We therefore plated the MC4100-derived Selumetinib research buy strains CT32, containing a single-copy rpoE-lacZ fusion,

JLM164 and JLM165, containing LEE1 lacZ and LEE4 lacZ fusions, respectively, and as a negative control, strain MCamp containing a single-copy bla-lacZ fusion on DMEM agar. Sterile disks containing 15 μl of varying concentrations of zinc acetate were placed on the lawns of bacteria on selective medium containing X-gal, and growth proceeded overnight at 37°C. A relatively small zone of growth inhibition was noted surrounding the disk containing 100 mM zinc acetate for all strains tested (Figure 3). Thus high concentrations of zinc inhibited growth of these MC4100 derivatives. Consistent with our previous assays, we observed decreased β-galactosidase activities, PD0325901 in vivo indicated by a lack of blue color, surrounding the zinc acetate-containing disks on the plates containing the JLM164 and JLM165 strains, demonstrating that LEE1 and LEE4 expression was

down-regulated in the presence of zinc acetate. However, we also observed similar down-regulation of β-galactosidase activity derived from the bla-lacZ negative control fusion from strain MCamp, suggesting that zinc caused a generalized down-regulation of gene expression in E. coli. Figure 3 Zinc downregulates both genes related and non-related to virulence but not  rpoE.  Overnight cultures of single-copy lacZ fusions JLM164 (LEE1−lacZ; A), JLM165 (LEE4−lacZ; B), MCamp (bla−lacZ; C), and CT32 (rpoE−lacZ; D) were spread evenly Aprepitant onto DMEM plates containing 30 mg/ml X-gal. Discs of sterile filter paper were dropped onto the lawn; 15 μl of different concentrations of zinc acetate were placed on each disc RG-7388 order (100 mM, 50 mM, 10 mM, 1 mM, 0.1 mM). These plates were grown for approximately 18 hours and then moved to

4°C for 6 hours to develop the blue color. Virulence genes were downregulated in the presence of zinc (A & B), but so was the bla gene encoding β-lactamase (C). In contrast, rpoE was not downregulated in the presence of zinc (D). Also of note is the small (∼1 mm) zone of growth inhibition around the 100 mM and 50 mM discs. In contrast to these results, we did not observe a down-regulation of the rpoE-lacZ fusion from strain CT32 in the presence of any of the zinc acetate concentrations tested, indicated by blue color directly adjacent to the disks (Figure 3D). Consistent with this observation, by Miller assay [32], β-galactosidase activity derived from the rpoE-lacZ fusion strain CT32 in DMEM increased 1.7-fold from 512±24 to 865±19 Miller units (Student’s t-test; n=3;p< 0.05) in the presence of 0.3 mM zinc acetate. Because rpoE expression occurs via a mechanism whereby the alternate sigma factor rpoE is released from the cytoplasmic membrane upon insult [33], we concluded that E. coli grown in DMEM experiences envelope stress in the presence of zinc acetate, consistent with previously published reports using complex media [30, 31].

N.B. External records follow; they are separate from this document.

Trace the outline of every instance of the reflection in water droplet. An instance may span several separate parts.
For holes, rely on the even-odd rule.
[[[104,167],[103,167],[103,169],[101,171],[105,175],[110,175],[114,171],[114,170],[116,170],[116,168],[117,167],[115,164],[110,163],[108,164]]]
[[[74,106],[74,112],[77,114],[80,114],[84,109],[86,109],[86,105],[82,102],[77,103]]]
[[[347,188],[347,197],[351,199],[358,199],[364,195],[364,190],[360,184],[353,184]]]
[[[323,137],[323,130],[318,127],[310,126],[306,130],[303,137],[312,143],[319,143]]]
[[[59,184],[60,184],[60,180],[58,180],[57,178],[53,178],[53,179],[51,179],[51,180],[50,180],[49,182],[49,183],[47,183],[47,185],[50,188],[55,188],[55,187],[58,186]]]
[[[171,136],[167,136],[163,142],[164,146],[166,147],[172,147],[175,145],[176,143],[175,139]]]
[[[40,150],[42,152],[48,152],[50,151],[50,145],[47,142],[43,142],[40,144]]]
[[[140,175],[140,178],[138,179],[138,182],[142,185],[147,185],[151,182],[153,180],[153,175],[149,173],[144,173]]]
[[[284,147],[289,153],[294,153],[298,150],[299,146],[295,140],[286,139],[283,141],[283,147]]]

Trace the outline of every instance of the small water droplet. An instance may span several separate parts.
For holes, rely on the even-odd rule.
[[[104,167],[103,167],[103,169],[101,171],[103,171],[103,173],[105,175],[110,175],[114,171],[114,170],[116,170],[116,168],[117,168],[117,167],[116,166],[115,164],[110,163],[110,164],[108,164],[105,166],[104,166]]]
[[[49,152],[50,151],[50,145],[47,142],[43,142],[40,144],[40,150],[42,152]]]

The carboxy terminus of CpcA contained a region similar to the basic region of bZIP superfamily of transcription factors with strong sequence similarity to that of the homolog in A. fumigatus or A. nidulans (Figure 2C). selleck chemical In contrast with the Aspergillus homologs, the leucine zipper region contained three conserved leucine residues characteristic of a leucine zipper L-x(6)-L-x(6)-L-x(6)-L (Figure 2C). As expected for a protein with a transcription factor domain, CpcA was predicted by PSORT II to be localised in the nucleus (69.6% probability) and SignalP did not predict the presence of an N-terminal signal peptide (98.7% probability). In A. nidulans, cpcA transcription is autoregulated via cross pathway

regulatory elements (CPRE) 5′ TGA-(C/G)-TCA-3′ in the cpcA promoter [13]. Point mutations in CPRE lead to low levels of cpcA transcripts and CpcA protein, when amino acids are limited. Such an element matching the consensus was present on the minus strand in the promoter region of L. maculans cpcA (-698 to -703). Figure 2 A) The cpcA locus of Leptosphaeria maculans. The conserved leucine zipper region at the C-terminus of cpcA is dark grey. The open boxes indicate the upstream Open Reading Frames uORF1 and uORF2 in the 5′ leader region. The black dot preceding them represents the putative cross-pathway control element (CPRE) whose sequence is 5′TGACTCA3′. B) Alignment

of the deduced amino acid sequence of uORF2 with counterparts in the leader sequences of Aspergillus VX-770 molecular weight fumigatus (Af) cpcA (GenBank XP_751584.1) and A. nidulans (An) cpcA (GenBank

AF302935). Black boxes with white text denote amino acids identical in two of the three fungal species. Grey boxes with white Celecoxib text mark conserved changes. Gaps are introduced to optimize alignment. C) Alignment of the deduced amino acid sequence of the C-terminus conserved leucine zipper region with that of A. fumigatus CpcA and A. nidulans CpcA. The thick black line denotes the bZIP transcription factors basic domain signature (PS00036). Asterisks mark positions where conserved leucine residues characteristic of a leucine zipper (L-x(6)-L-x(6)-L-x(6)-L) should be found. Role of CpcA in sirodesmin PL production in L. maculans Although insertion of the T-DNA downstream of cpcA in mutant GTA7 reduced the transcript size by 127 bp, it did not reduce transcript levels of cpcA compared to those of the wild type (data not shown). Since the efficiency of gene disruption in L. maculans is very low, RNA Selleckchem Ferrostatin-1 mediated silencing was exploited to develop an isolate with extremely low levels of cpcA transcripts in order to study the effect of cpcA on sirodesmin PL production. Several putatively-silenced transformants were analysed and one, cpcA-sil, with 10% transcript level of that in wild type, as seen by q RT-PCR analysis, was chosen for further analysis (data not shown).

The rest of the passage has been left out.